Die Schadenfreude über den Absturz Möllemanns hält sich in Grenzen, sicher, er war die Inkarnation eines schleimigen Karrieretypen, eines wortgewandten Opportunisten und rückgratlosen Prinzipienreiters, die fleischgewordene Karikatur eines Inkompetenzlings, der sich auf der Klaviatur der Parteienmacht bis ganz nach oben klimperte – aber daß er jetzt wegen ein paar lächerlicher Empfehlungsschreiben zurücktreten muß, ist nun doch zuviel des Guten – beziehungsweise zuwenig des Schlechten. Wenn er ein guter Wirtschaftsminister war, hätten ihn derlei Lappalien nicht zu Fall bringen können – war er aber ein schlechter, wie kann es dann angehen, daß er jetzt als „jämmerlicher Lügner“ (Bild) abstürzt, und nicht als „kompletter Versager“. Könnte es sein, daß die Öffentlichkeit Belanglosigkeiten wie diese „Briefbogenaffäre“ nur deswegen zum Skandal stilisiert, weil sie das viel schwerwiegendere Eingeständnis, daß nämlich die Parteienmacht in diesem Lande komplette Versager bis zur Vizekanzlerschaft hochschwemmt, permanent verdrängt? Die mediale Schwerstentrüstung über die „Vetternwirtschaft“ jedenfalls wirkt künstlich und gespielt. Von Hunderten Empfehlungsschreiben, die ein Minister per anno herausgibt, betraf eines die Erfindung eines Vetters zweiten Grades – na und? Für einen offenbar erfolgreichen Alternativ-Heiler hat er sich schriftlich eingesetzt – so what? Mit Korruption hat das so wenig zu tun wie mit einer spiritistischen Hirnstörung – und doch pflastern Begriffe wie „Bestechungsaffäre“ und „Wunderheiler“ den Abgangsweg des Ministers. Von der Wirtschaft – sei es die im Osten, sei es die im monetären Orbit der Staatsschulden – von Arbeitslosigkeit und dräuender Weltwirtschaftskrise – und von den Lösungsvorschlägen, die der zuständige Minister dafür hat, war bei diesem unheimlich schwachen Abgang mit keinem Wort die Rede. Wie aber kommt die Öffentlichkeit dazu, ihre gewählten Lenker der Wirtschaft vorzeitig zu verabschieden, ohne die Frage nach ihren Fähigkeiten überhaupt zu stellen?

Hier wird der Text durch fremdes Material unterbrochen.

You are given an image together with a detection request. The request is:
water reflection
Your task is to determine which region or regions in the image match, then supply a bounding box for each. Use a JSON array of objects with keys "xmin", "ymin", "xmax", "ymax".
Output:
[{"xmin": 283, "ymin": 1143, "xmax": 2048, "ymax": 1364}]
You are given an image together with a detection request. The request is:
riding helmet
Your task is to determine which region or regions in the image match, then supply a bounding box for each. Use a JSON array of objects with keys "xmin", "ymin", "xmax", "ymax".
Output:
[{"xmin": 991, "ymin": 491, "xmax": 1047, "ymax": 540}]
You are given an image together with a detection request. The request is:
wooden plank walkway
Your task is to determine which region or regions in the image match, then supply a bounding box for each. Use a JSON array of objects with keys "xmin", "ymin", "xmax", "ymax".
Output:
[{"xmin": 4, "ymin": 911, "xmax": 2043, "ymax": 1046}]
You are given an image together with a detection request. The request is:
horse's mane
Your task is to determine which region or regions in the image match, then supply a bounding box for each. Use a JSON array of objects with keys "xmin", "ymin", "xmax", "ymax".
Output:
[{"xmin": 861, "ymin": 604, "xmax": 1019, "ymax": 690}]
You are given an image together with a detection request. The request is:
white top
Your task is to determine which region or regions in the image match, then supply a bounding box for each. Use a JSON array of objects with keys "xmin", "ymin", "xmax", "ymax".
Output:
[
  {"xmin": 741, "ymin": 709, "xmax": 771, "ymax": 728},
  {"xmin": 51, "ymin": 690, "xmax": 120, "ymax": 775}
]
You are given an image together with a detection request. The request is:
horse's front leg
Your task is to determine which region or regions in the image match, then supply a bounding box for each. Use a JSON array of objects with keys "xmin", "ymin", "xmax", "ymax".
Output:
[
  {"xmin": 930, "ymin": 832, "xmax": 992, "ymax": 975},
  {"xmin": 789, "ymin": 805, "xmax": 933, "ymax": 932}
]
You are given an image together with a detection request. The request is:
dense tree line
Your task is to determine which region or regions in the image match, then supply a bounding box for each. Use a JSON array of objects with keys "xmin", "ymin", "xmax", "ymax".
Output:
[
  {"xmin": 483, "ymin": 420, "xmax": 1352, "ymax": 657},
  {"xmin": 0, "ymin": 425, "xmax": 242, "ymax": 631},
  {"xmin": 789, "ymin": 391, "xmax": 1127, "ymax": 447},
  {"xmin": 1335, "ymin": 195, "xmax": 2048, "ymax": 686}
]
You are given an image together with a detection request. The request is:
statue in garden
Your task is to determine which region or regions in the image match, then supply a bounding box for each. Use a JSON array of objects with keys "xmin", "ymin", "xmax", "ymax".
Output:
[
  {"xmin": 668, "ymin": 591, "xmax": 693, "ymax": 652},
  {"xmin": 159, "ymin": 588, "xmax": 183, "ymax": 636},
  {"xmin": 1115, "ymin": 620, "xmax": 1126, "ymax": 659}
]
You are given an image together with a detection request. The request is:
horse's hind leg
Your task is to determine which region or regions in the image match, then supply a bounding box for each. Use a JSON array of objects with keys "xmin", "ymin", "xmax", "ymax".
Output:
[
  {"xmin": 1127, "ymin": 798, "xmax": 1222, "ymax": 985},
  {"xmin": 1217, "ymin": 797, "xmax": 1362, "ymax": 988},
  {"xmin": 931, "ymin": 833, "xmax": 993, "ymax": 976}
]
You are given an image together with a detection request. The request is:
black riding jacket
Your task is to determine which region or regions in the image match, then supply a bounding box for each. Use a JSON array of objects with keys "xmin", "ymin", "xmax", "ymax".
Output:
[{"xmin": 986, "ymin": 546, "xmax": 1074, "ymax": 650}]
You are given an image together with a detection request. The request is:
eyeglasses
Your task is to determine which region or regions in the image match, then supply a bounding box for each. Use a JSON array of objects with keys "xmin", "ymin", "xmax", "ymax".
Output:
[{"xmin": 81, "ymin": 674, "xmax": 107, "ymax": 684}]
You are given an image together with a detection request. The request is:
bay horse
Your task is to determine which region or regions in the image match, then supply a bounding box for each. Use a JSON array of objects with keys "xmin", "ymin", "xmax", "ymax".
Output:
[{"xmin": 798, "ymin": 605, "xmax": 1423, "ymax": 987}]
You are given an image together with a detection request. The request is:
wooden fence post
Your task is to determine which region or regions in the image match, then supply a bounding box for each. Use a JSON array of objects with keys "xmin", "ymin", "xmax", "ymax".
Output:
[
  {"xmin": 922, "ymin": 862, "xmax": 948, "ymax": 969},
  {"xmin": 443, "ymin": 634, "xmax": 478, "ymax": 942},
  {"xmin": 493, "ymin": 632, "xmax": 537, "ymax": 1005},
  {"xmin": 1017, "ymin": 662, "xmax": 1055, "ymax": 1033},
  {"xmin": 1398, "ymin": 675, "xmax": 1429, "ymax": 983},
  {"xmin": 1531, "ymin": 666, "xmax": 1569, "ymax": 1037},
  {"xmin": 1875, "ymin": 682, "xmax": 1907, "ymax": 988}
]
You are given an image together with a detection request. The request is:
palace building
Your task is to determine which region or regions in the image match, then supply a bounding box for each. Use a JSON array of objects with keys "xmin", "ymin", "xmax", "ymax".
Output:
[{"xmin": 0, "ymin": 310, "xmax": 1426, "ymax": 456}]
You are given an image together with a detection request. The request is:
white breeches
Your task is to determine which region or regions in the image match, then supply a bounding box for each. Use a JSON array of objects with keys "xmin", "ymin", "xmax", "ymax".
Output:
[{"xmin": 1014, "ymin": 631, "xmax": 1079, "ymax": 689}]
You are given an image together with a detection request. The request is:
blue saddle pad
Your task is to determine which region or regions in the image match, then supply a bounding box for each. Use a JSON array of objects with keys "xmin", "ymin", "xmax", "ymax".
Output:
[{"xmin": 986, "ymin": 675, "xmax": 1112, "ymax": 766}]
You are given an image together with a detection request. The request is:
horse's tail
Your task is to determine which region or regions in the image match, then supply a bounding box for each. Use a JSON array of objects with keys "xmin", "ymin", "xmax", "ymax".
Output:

Der Theaterdonner um Möllemanns Rücktritt übertönt einmal mehr, daß diese Frage offenbar überhaupt keine Rolle mehr spielt. Wen interessiert schon, daß jedes Baby in diesem Staat mit 50.000 D-Mark Schulden an den Start geht und die Geld-Regeln in diesem unspielbaren Monopoly dringend geändert werden müssen – was gesucht wird, sind nicht grundsätzliche Lösungen, sondern ministrable Lallbacken, die sie mit immer neuen Predigten vom ewigen Wachstum verhindern. Figuren, gegen die noch der schmierigste Gebrauchtwagen-Dealer als seriöser Anbieter gelten muß, denn er verkauft zumindest ein Auto, sie aber ein ökonomisches Perpetuum mobile: die Ideologie eines ewig wachsenden Monopolys, das allen Mitspielern gleiche Chancen garantiert. Tatsache aber ist, daß 0,5Prozent der Mitspieler über 50Prozent des gesamten Kapitals verfügen und sich 99,5Prozent um die andere Hälfte prügeln und daß diese Umverteilung von unten nach oben mit jedem Zinstag weiter wächst. Solange diese tödliche Spielregel nicht zum Thema des Wirtschaftsministeriums geworden ist, so lange werden sich die Möllemänner dort die Klinke in die Hand geben.